So fixed speed cameras are suffering death by a thousand cuts as the budget to run them is sharply reduced.
Oxfordshire County Council is reported to be scrapping the £600,000 it gives annually to the Thames Valley Road Safety Partnership, and the removal of that funding will see the partnership ceasing to maintain the 72 cameras currently to be found on the county’s roads. They could be mothballed within days.
The council’s decision is not entirely unexpected given the coalition government’s promise to end the ”war on motorists”, as part of which it pledged to stop providing local authorities with the money to operate its cameras – something it has already done.

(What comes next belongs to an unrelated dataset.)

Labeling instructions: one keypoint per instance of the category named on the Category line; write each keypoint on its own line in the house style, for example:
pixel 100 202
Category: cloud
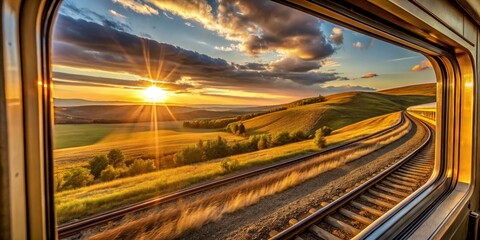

But while there will be drivers all too pleased to see the back of the so-called yellow peril, there is a much broader problem associated with the slashing of the road safety budget which concerns the RAC Foundation. The roads minister Mike Penning says he hopes councils will now focus on other ways of reducing road casualties, but how can they do anything if the cash to do it with is not available? For example, if the government believes enforcing speed limits is a good thing, then who is going to do it? Certainly not the police who also face a large reduction in resources and manpower.
There is of course the question of whether the current speed limits are actually appropriate, and often a case can be made - based on local circumstances – for reducing them in some instances, and indeed for increasing them in others, as happened recently on a stretch of the A13 in London.
But the fundamental fact remains. Road safety measures, which go far beyond speed cameras, deliver huge benefits in terms of value for taxpayers’ money, so in this time of financial crisis road safety is not an area where budgets should be cut. Let us debate how the money is spent, but with 2222 people still dying in road accidents there is clearly work still to be done.